It Is Wood, It Is Stone is Gabriella Burnham’s debut novel where the female American protagonist, Linda spends a year in Sao Paolo, Brazil. She lives with her husband, Dennis who is a visiting offer of history at the University of Sao Paolo. Apart from the gorgeous cover, the novel, written from Linda’s perspective, is an interesting study of soul-searching, overthinking, anxiety, and love.
Linda is restless in her life and was on the verge of leaving Dennis when he announces their travel plans to Sao Paolo. The story also focuses on Marta, who is a maid at the apartment where Linda and Dennis live, and who has more ownership of the home, than Linda herself. There is an interesting dynamic of power and privilege between Linda and Marta. She is not sure whether she should be able to order Marta around or be cooperative.
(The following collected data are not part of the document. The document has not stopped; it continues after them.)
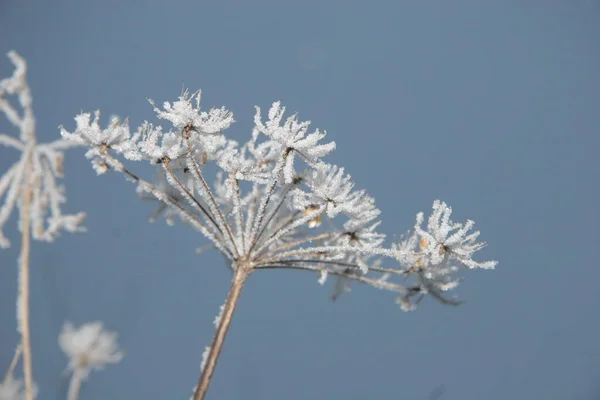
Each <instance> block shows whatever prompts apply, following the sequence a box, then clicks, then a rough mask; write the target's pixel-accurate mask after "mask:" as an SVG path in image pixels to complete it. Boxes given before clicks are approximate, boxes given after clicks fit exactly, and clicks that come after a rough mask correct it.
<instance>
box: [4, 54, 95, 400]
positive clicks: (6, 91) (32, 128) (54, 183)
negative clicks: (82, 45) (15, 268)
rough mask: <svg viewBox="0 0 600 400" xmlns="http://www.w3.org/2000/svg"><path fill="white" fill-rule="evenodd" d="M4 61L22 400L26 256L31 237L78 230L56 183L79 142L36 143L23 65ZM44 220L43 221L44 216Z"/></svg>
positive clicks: (5, 211) (56, 141)
mask: <svg viewBox="0 0 600 400" xmlns="http://www.w3.org/2000/svg"><path fill="white" fill-rule="evenodd" d="M8 57H9V58H10V60H11V61H12V63H13V64H14V66H15V70H14V73H13V75H12V76H11V77H9V78H6V79H3V80H1V81H0V111H1V112H2V113H4V115H5V116H6V118H7V119H8V121H9V122H10V123H11V124H12V125H14V126H15V127H16V128H17V129H18V130H19V138H18V139H17V138H14V137H11V136H9V135H6V134H2V133H0V145H2V146H6V147H11V148H13V149H16V150H17V151H19V152H21V157H20V158H19V160H18V161H17V162H15V163H14V164H13V165H12V166H11V167H10V168H9V169H8V171H6V172H5V173H4V174H3V175H2V176H1V177H0V198H1V197H3V196H5V199H4V204H3V205H2V207H0V247H2V248H7V247H9V246H10V241H9V240H8V239H7V238H6V237H5V236H4V234H3V232H2V228H3V226H4V224H5V223H6V221H7V220H8V219H9V217H10V215H11V213H12V211H13V209H14V207H15V206H17V208H18V209H19V228H20V230H21V234H22V235H21V237H22V241H21V252H20V256H19V278H18V279H19V285H18V298H17V330H18V331H19V333H20V334H21V345H22V351H23V370H24V371H23V372H24V378H25V398H26V399H27V400H32V399H33V397H34V393H35V390H34V384H33V374H32V362H31V343H30V330H29V254H30V238H31V237H33V238H34V239H37V240H44V241H52V240H54V239H55V238H56V237H57V236H58V233H59V231H60V230H67V231H70V232H74V231H80V230H82V228H81V227H80V226H79V223H80V222H81V221H82V220H83V218H84V217H85V214H84V213H79V214H75V215H64V214H62V213H61V210H60V205H61V204H62V203H63V202H64V201H65V196H64V193H63V192H64V190H63V188H62V187H61V186H59V185H58V184H57V183H56V179H57V178H59V177H62V173H63V171H62V165H63V154H62V150H65V149H68V148H70V147H73V146H77V143H75V142H70V141H68V140H64V139H60V140H57V141H54V142H52V143H48V144H39V143H37V138H36V134H35V129H36V123H35V117H34V114H33V108H32V97H31V90H30V88H29V85H28V83H27V79H26V78H27V64H26V62H25V60H24V59H23V58H22V57H21V56H19V55H18V54H17V53H16V52H14V51H11V52H9V53H8ZM11 95H12V96H16V97H17V100H18V103H19V106H20V107H21V109H22V113H21V114H20V113H19V111H17V108H15V107H14V106H13V105H11V103H10V102H9V100H8V99H7V96H11ZM48 213H49V214H50V216H49V217H48V218H47V222H45V221H44V218H45V217H46V215H47V214H48Z"/></svg>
Linda struggles with control and that is evident in her interactions with Marta, who is an excellent maid and who has her own history. Marta sees Linda as someone to take care of and protect. Linda wants to be comfortable with Marta but her own uncertainties put a barrier.
The third woman who influences Linda is Celia, a theatre manager, who attracts Linda and makes her feel alive. Celia’s lifestyle and friends provide Linda another glimpse of Sao Paulo. Celia helps Linda but there are other repercussions.
Apart from the privilege that is an important part of Linda and Marta’s relationship, privilege and respect also play a role in Dennis and the University Provost’s relationship. Eduardo and his wife, Melinda take in Dennis and Linda but Linda’s relationship with Melinda is fraught with Linda’s own anxieties.
At times, Linda’s narrative seems like a stream of consciousness. Her listlessness and being alone forces her to take up painting and get a friend in Celia. It was heartening to see an American woman be out of place, feel anxious, feel lonely, and wonder about life, rather than being a perfect social butterfly. Somehow, Linda’s fate reminded me of the thousands of women who come to the US as wives of immigrants and how hard it is for them to form a community, occupy themselves if they don’t have a job or children, and also expecting their husbands to fulfill the roles of partner, best friend, and loved family member. Linda, as an immigrant to Brazil, faces similar struggles.
The novel is an incisive portrait of privilege, a breathtaking tour of Sao Paulo and the surrounding areas, an insider’s view of functioning anxiety, and how sharing stories can be a way to form bonds. The novel also summed up the growth of Linda which is something that I want to remember, too, “I want my story to be remembered by how I evolved not only for myself, but for the important people in my life.”